Though many Yalies hoped to have been long finished with online coursework, students and professors had to get accustomed to Zoom once again after the University instituted a two-week remote period for classes and a delayed start to the undergraduate spring semester.

Students have reported a variety of experiences, as professors have adapted in varying ways when translating their classes to an online format. Several professors have been running pre-recorded lectures for their classes, while others have opted to release readings and homework assignments for students to complete on their own time. In addition, many discussion sections and labs have been delayed until the return of in-person instruction on Feb. 7. 

“Interaction with classmates is what I miss the most about being in person,” Irene Colombo ’25 said. “It’s not as natural to strike up a conversation with someone on Zoom. It’s harder to get a feel for a class … so I’m hoping to get back in the seminar rooms and lecture halls as soon as possible.” 

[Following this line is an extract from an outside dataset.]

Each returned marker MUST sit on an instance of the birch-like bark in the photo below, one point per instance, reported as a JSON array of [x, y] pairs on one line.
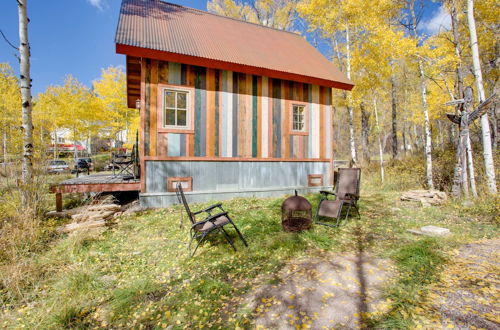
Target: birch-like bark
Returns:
[[55, 143], [394, 120], [423, 90], [365, 132], [404, 138], [27, 122], [352, 142], [470, 165], [5, 150], [459, 88], [485, 125], [380, 150]]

Though students expressed frustrations about spending an increased amount of time in front of their computers, some have found the online format to be more conducive towards figuring out schedules during add/drop period than having to rush around campus.

Eleanor Schoenburn ’25 said she prioritizes time to spend with her friends and make memories as a first-year student. She misses “getting to be a college student on a college campus” rather than being in her dorm room, confined to her desk and computer.

“W​​e are in a different situation than we were in the spring of 2021,” Schoenburn said. “One thing that I have noticed is that…. events are not being canceled, they are just being either hybridized or they have been changing and evolving. Rather than just canceling an event we just have a backup plan now so that we aren’t losing any opportunities”

Schoenburn said that it was a struggle at times during the online instruction period to remember that her dorm is “a place of studying on top of living.” As most Yale students share their dorms with roommates, distractions are inevitable, yet the key is in setting boundaries and enforcing routines, including proper time management, keeping a planner and staying active, she said. 

Most Yalies, including sophomores and first years, will now have had both in-person and online classes at Yale. Colombo said she finds it easier to connect with professors in online classes, where she simply has to “hop onto their zoom office hours.”

By contrast, some professors said there were unique challenges to remote teaching.

“I have to admit, it’s a little weird lecturing to a completely empty huge classroom,” professor of psychology Laurie Santos said. 

Her class, “Psychology and the Good Life,” was the most popular class among undergraduates in the early days of add/drop on Jan 24. 

Santos told the News that she is currently filming and streaming lectures live from Marsh Lecture Hall in order to give her students the most similar feeling to what they will experience when classes resume live.

“Professors are still very engaging and they are taking the time to make sure that we are comfortable… they understand that adjustments will have to be made,” Schoenburn said.

Zoom classes will continue for this week, and in-person classes are set to begin on Feb 7.